El Tribunal Constitucional (TC) ha denegado el amparo a una familia que
denunció al Ayuntamiento de Madrid al considerar que la orden de
demolición de su infravivienda, situada en el poblado chabolista de la
Cañada Real Galiana, vulneró su derecho a la inviolabilidad del
domicilio.
Abdelilah Ghalián y Fátima Zohra llegaron, con sus dos hijos, a la Cañada Real Galiana en 2004. Compraron una parcela y se construyeron una vivienda que fue derribada por el Ayuntamiento, entre violentos incidentes, en 2007. "Nunca nadie me dijo que allí no podía construir", repetía entonces Abdul (nombre por el que se le conoce en el poblado). Sin otro lugar al que acudir, y gracias a la ayuda de sus vecinos, volvió a edificar su casa. El 24 de junio de 2011 recibió una carta institucional donde se le informaba de un nuevo derribo. Amnistía Internacional defendió su causa, sin éxito: la infravivienda fue nuevamente derribada. La segunda demolición se efectuó en ejecución de una Orden del Ayuntamiento fechada el 23 de junio de 2005, la misma que se dictó para proceder a la primera demolición.

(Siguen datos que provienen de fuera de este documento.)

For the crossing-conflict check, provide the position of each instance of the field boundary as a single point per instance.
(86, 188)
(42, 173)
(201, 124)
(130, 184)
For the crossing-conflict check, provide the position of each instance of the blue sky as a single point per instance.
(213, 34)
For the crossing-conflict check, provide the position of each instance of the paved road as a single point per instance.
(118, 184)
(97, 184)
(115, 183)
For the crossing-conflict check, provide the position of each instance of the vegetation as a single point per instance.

La demanda de amparo se dirige contra las sucesivas resoluciones dictadas por el Juzgado de lo Contencioso Administrativo número 30 de Madrid y por la Sala de lo Contencioso Administrativo del Tribunal Superior de Justicia de Madrid (TSJM), que autorizaron la entrada en el domicilio del recurrente para proceder a su desalojo y posterior demolición. La sentencia, de la que ha sido ponente el magistrado Enrique López, rechaza que se haya producido vulneración alguna del derecho a la inviolabilidad del domicilio "pues la propia actuación del recurrente al reconstruir inmediatamente lo demolido por la primera orden administrativa municipal provoca la inexistencia de solución de continuidad del procedimiento administrativo, no siendo legítimo impetrar el amparo constitucional por unos alegados e inexistentes defectos formales provocados por el propio recurrente, mediante una causa torpe, al reconstruir al día siguiente de la demolición lo que desde el inicio vulneraba la disciplina urbanística".

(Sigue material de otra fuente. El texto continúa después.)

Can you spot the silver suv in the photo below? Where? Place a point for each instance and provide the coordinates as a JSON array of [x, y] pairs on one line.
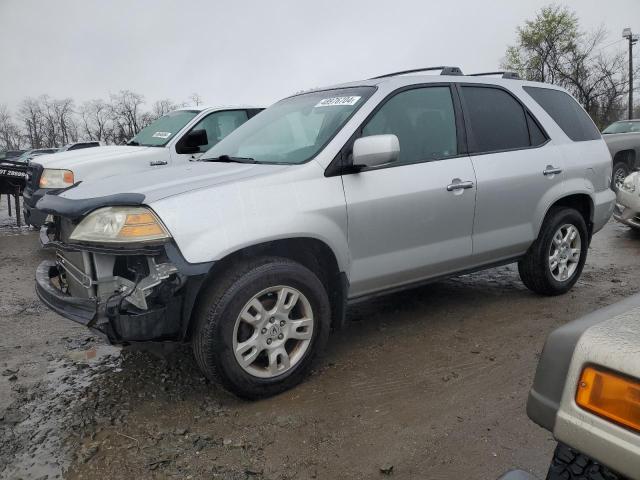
[[252, 254]]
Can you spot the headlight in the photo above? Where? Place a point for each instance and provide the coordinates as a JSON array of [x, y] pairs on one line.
[[53, 178], [120, 225]]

La Sala concluye asimismo que la ejecución de la demolición "no solo es proporcionada, sino la única posibilidad". La sentencia rechaza que, para efectuar ese juicio de proporcionalidad, se acuda a lo dispuesto en la Ley de la Comunidad de Madrid 2/2011, de 15 de marzo, de la Cañada Real Galiana, que prevé soluciones alternativas a la demolición de las viviendas. Y ello es así, explica la sentencia, "porque dicha ley es posterior a las resoluciones administrativas firmes para cuya ejecución se impetraba la autorización judicial de entrada en domicilio". El TC por último rechaza que exista ninguna motivación de tipo étnico (los afectados son de origen marroquí).

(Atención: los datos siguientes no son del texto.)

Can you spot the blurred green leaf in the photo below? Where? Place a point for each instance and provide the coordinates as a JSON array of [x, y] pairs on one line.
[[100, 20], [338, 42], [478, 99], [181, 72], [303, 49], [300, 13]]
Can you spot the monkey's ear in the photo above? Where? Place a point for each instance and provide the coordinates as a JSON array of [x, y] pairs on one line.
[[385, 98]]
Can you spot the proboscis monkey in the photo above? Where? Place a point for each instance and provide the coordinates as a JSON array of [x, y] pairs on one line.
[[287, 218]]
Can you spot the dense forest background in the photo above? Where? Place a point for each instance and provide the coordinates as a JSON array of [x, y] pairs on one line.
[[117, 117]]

Amnistía Internacional Madrid exige a las administraciones que "detengan la ejecución de la demolición de las viviendas de todas las familias que se encuentren en peligro de desalojo mientras no se proporcionen soluciones para proteger a los desalojados, de acuerdo a los estándares internacionales de derechos humanos". La entidad defensora de los derechos humanos explica que "para que un desalojo se lleve a cabo debe haber un proceso de información y consulta efectiva, además de indemnizaciones y un alojamiento alternativo digno. Si no se cumplen esos requisitos se están violando derechos humanos, como el derecho a una vivienda digna". Según la ONG, estos requisitos no se cumplieron en el caso de la vivienda de Abdul y Fátima. La sentencia conocida este lunes ha sido dictada dictada por la Sala Segunda del Alto Tribunal y cuenta con los votos particulares discrepantes de la vicepresidenta, Adela Asúa, y del magistrado Fernando Valdés que consideran que "se está produciendo un giro en la jurisprudencia en materia de derechos fundamentales".